Tuesday, February 3, 2015

SNP based module added to the Y TMRCA calculator

The solely STR based Y TMRCA calculator now also can accept SNP based input to compute the TMRCA of a node. Instructions and methodology can be found within the app at the link below:

For now, it uses 7 separate mutation rates that all come from different publications, but not all necessarily using differing methods to derive the rates. I will look to expand these as more substitution mutation rates become available.

Below I have run some quick verifications for 3 separate mutation rate sources:

Poznick (2013) rates via Underhill (2014)

The following is stated in Underhill (2014):
A consensus has not yet been reached on the rate at which Y-chromosome SNPs accumulate within this 9.99Mb sequence. Recent estimates include one SNP per: ~100 years,⁵⁸ 122 years,⁴ 151 years⁵ (deep sequencing reanalysis rate), and 162 years.⁵⁹ Using a rate of one SNP per 122 years, and based on an average branch length of 206 SNPs from the common ancestor of the 13 sequences, we estimate the bifurcation of R1 into R1a and R1b to have occurred ~25,100 ago (95% CI: 21,300–29,000). Using the 8 R1a lineages, with an average length of 48 SNPs accumulated since the common ancestor, we estimate the splintering of R1a-M417 to have occurred rather recently, B5800 years ago (95% CI: 4800–6800). The slowest mutation rate estimate would inflate these time estimates by one third, and the fastest would deflate them by 17%.
Putting in the variables for the R1 node from above into the calculator,
We get an output of:

 R1 - Underhill (2014)
which for the mutation rate they used , i.e. Poznick (2013), the calculator gives 25.15 KYA, close enough to their estimate of 25.1 KYA.
Similarliy for the R1a-M417 node , we get:

R1a-M417 - Underhill (2014)
Again, looking @ the calculator's Poznick TMRCA of 5.86 KYA, we can see it is close enough to their estimate of 5.8 KYA.
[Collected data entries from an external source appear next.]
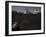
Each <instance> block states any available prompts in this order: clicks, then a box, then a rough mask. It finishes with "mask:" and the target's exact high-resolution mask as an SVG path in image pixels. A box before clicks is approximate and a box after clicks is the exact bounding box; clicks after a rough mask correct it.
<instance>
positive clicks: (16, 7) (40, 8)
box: [12, 6, 41, 14]
mask: <svg viewBox="0 0 46 37" xmlns="http://www.w3.org/2000/svg"><path fill="white" fill-rule="evenodd" d="M26 10H28V11H29V12H31V13H33V14H36V13H38V12H41V7H31V6H30V7H29V6H12V11H17V12H24V13H25V12H26Z"/></svg>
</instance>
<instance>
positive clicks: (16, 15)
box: [12, 11, 41, 31]
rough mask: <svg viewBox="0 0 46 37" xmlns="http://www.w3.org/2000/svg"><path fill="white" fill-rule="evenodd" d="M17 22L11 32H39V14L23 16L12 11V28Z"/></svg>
mask: <svg viewBox="0 0 46 37" xmlns="http://www.w3.org/2000/svg"><path fill="white" fill-rule="evenodd" d="M15 22H17V24H16V26H15V27H14V28H13V27H12V31H18V30H39V29H41V12H39V13H37V14H32V13H29V14H23V13H21V12H19V13H17V11H12V26H13V25H14V23H15Z"/></svg>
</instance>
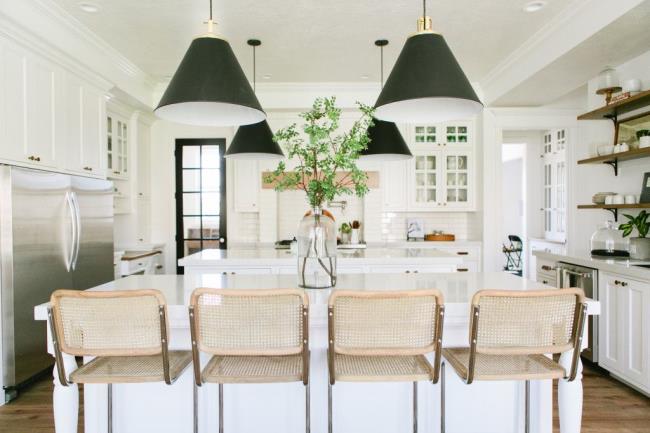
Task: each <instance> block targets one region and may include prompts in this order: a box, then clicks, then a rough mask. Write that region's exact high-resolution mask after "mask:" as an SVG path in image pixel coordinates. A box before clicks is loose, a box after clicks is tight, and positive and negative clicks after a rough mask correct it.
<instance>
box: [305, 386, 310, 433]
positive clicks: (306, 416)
mask: <svg viewBox="0 0 650 433" xmlns="http://www.w3.org/2000/svg"><path fill="white" fill-rule="evenodd" d="M310 400H311V397H310V392H309V383H307V385H305V431H306V432H307V433H309V432H310V431H311V407H310V404H311V402H310Z"/></svg>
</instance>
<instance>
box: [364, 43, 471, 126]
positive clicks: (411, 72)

Xue (2009) rates via Cruciani (2013)
Here we need to look at Fig. 1 from the publication to estimate the average branch lengths,
For example, for the CT node, the average branch length (not counting the indels) is (10 +6) /2 = 8
For the BT node, the average branch length is (8 + 7 + 16) /2 = 15.5
For a total sequence length of 205.938 Kb (look @ the supplemental material) we get the following results from the calculator for the above nodes:
CT node:

CT Node - Cruciani (2013)
Giving 38.85 KYA for Xue (2009), which compares well to the result of 38.8 KYA found in the publication.
Similarly for the BT node:

BT Node - Cruciani (2013)

Giving 75.27 KYA for Xue (2009) vs 74.5 KYA in the publication, here the calculator is off by 0.77KYA, I suspect the reason could be with the average branch length estimation.

Scozzari (2013) rates for same publication
Branch lengths for this publication are give in the phylogenetic figure at the bottom of the publication;
For example, for the node uniting S04 and S05 (within A1b) we get an average branch length of (10 +14) / 2 = 12 and for the node uniting S18, S19 and S17 (within B2b) we get an average branch length of (((62+43)/2) + 1) + 51)/2 = 52.25
Using a total sequence length of 1.495512 Mb, we get the following results for the above average lengths respectively:
S04 + S05 - Scozzari (2013)
S18 + S19 + S17 - Scozzari (2013)
As can be seen above, for the node within A1b, and for the Scozzari rates we get 12.54 KYA, which is in the range of their computation of 12.5 – 13.5 KYA. Similarly for the node within B2b, we get 54.59 KYA, which is again in the range they give of 51.5 – 55 KYA.

So overall the calculator gives satisfactory results which are in-line with published material.

UPDATE: Incorporated Mendez' 95% CI Mutation rate bounds, Mendez et al. generated 95% CI bounds as a function of years/generation ranging from 20 - 40 years, which is different from the other publications that used a constant 30 years/generation, therefore to obtain 95% CI bounds in terms of per site per generation, I multiplied Mendez' lower bound 95% CI by 20 and the upper bound by 40.

UPDATE2: Taking advantage of the linear relationship of the formula, I have updated the calculator to also accept actual TMRCAs in KYA for a particular mutation rate source as an input, and output the corresponding TMRCAs for the remaining sources.

see also:


  1. I just wanted to say a brief thank you. I'd been worried at the end of last year that you might have been abandoning this treasure of a blog and I'm pleased to see that you've brought in the new year with several solid new posts that make worthwhile reading.

  2. Thanks! I do what I can when I have free time on my hands.